Mali : Cinglant revers pour les putschistes
6 mai 2026 05:00 0 messages
Les attaques coordonnées des djihadistes et des indépendantistes de l’Azawad représentent un échec majeur pour la junte militaire du Mali
C’est un assaut d’une ampleur inégalée qui s’est déroulée au Mali le samedi 25 avril. Il a été mené conjointement par les djihadistes du GSIM et les forces indépendantistes du Front de libération de l’Azawad (FLA) (l’Azawad est le nom donné à la région du nord du Mali).
Une offensive à travers le pays
Les principales villes maliennes ont été attaquées simultanément. Au nord : Tessalit, Kidal, Anéfi, Bourem et Gao ; dans le centre : Kona, Sévaré et Mopti ; au sud : Sénou et la capitale Bamako, dont l’aéroport, ainsi que la ville-garnison de Kati, où logent les principaux dirigeants. Durant toute la journée, les combats ont fait rage. Sadio Camara, numéro deux du régime et principal artisan de la venue des mercenaires de Wagner, a trouvé la mort lors de l’attaque suicide de sa résidence.
Kidal, principale ville de l’extrême nord, est passée sous le contrôle du FLA. C’est évidemment un coup dur pour la junte, qui avait réussi à la reconquérir en 2023 et en avait fait un symbole de la souveraineté malienne retrouvée. Le coup est d’autant plus rude que les Russes de l’Africa Corps (anciennement Wagner) ont quitté la ville sans combattre, fruit d’un accord avec le FLA, certainement sous la médiation de l’Algérie. Tessalit et Aguelhok après l’abandon de l’armée malienne sont occupés par les indépendantistes.
Après ces attaques, le GSIM a déclaré instaurer un blocus sur la totalité des axes routiers menant à Bamako. Cela a pour effet de fixer une grande partie des Forces armées maliennes (FAMa) et des supplétifs russes dans la capitale, laissant le champ libre au FLA et aux islamistes pour mener des opérations de conquête des villes du nord du pays.
Crise politique
Ces attaques vont avoir des répercussions politiques. La légitimité de la junte et de son président, Assimi Goïta, est remise en cause. Pendant son absence de trois jours après les attaques, des rumeurs de destitution ont même circulé au sein de la hiérarchie militaire. Le narratif de l’affaiblissement des rebelles grâce à l’action des FAMa n’est plus crédible.
Le rôle de l’Africa Corps est également durement critiqué : pour certains, il s’agit ni plus ni moins d’une trahison. Leur service de propagande tente de renverser la situation en inondant les réseaux sociaux de vidéos à la gloire des mercenaires, mais la défaite symbolique que constitue la prise de Kidal est trop forte.

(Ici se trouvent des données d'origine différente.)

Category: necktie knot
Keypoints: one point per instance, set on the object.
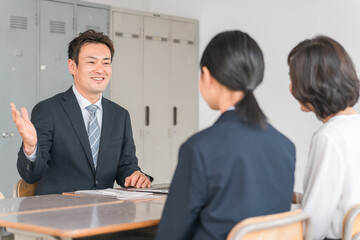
(92, 108)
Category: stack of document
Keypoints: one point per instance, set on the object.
(115, 193)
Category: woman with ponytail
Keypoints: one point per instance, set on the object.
(241, 166)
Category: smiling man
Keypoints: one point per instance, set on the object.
(78, 139)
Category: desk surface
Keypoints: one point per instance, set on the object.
(77, 216)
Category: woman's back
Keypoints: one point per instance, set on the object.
(333, 173)
(226, 173)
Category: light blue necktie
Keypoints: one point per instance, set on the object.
(94, 132)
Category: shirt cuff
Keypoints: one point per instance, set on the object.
(32, 157)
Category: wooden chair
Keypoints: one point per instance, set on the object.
(351, 226)
(281, 226)
(23, 189)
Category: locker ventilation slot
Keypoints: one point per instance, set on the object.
(57, 27)
(126, 35)
(18, 22)
(97, 29)
(181, 41)
(156, 38)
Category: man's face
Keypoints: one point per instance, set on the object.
(93, 72)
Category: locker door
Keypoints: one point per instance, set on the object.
(96, 19)
(18, 84)
(184, 85)
(127, 79)
(156, 98)
(92, 18)
(56, 31)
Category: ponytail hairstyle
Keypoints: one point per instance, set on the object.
(235, 60)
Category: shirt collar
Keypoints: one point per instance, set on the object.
(83, 102)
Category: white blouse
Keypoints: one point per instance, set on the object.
(332, 175)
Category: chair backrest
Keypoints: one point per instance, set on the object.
(281, 226)
(23, 189)
(351, 226)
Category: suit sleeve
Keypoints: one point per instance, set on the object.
(32, 172)
(187, 196)
(128, 162)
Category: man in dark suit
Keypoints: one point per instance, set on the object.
(79, 139)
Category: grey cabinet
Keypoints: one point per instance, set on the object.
(18, 41)
(155, 77)
(33, 46)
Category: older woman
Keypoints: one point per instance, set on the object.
(324, 81)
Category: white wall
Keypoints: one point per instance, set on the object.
(277, 25)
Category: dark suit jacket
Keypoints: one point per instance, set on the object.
(63, 158)
(226, 173)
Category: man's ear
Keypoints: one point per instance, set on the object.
(206, 77)
(72, 66)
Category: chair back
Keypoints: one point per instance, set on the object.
(281, 226)
(24, 189)
(351, 226)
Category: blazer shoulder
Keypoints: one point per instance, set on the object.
(114, 106)
(49, 103)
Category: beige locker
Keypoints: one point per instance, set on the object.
(127, 85)
(155, 74)
(184, 82)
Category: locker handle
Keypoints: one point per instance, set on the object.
(174, 116)
(147, 116)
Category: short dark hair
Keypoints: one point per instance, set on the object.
(235, 60)
(323, 75)
(89, 36)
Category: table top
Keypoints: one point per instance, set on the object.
(79, 216)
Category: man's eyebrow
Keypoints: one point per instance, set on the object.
(96, 58)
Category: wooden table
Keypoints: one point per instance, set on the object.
(66, 217)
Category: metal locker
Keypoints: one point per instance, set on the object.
(183, 85)
(96, 18)
(18, 42)
(156, 98)
(127, 85)
(56, 31)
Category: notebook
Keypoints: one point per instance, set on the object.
(156, 188)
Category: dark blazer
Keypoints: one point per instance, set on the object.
(63, 156)
(226, 173)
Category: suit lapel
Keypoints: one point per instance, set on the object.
(73, 111)
(106, 132)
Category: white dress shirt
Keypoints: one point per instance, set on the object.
(83, 103)
(332, 175)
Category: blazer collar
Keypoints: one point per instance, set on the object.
(230, 115)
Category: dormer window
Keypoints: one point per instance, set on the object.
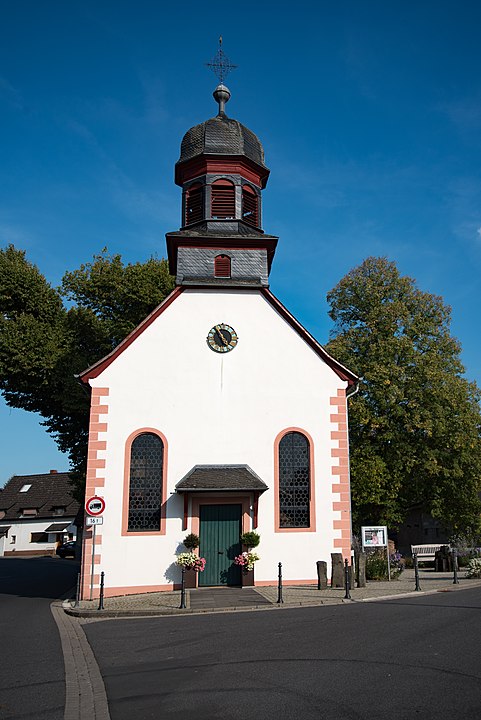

La stratégie de la junte est aussi questionnée. En se désengageant de l’accord de paix d’Alger signé avec les forces indépendantistes de l’Azawad et en considérant les combattants touaregs comme des ennemis au même titre que les djihadistes, la junte a favorisé un rapprochement entre les deux rébellions, que nous avions analysé dans ces colonnes il y a un an .
Cette attaque inédite montre que la junte n’est pas en capacité de contenir les avancées de la rébellion. Sa fuite en avant militariste ne fait qu’accroître les souffrances des populations, sans régler les problèmes politiques et sociaux auxquels le pays est confronté.
De nombreuses initiatives en faveur de la paix voient le jour. Ainsi, la visite d’Omar Mariko, dirigeant du parti de la gauche radicale SADI (Solidarité africaine pour la démocratie et l’indépendance), auprès de 17 soldats des FAMa prisonniers du GSIM, qui a débouché sur la libération de quatre d’entre eux, montre qu’un dialogue pour la paix est possible. La junte et les supplétifs russes demeurent toutefois le principal obstacle.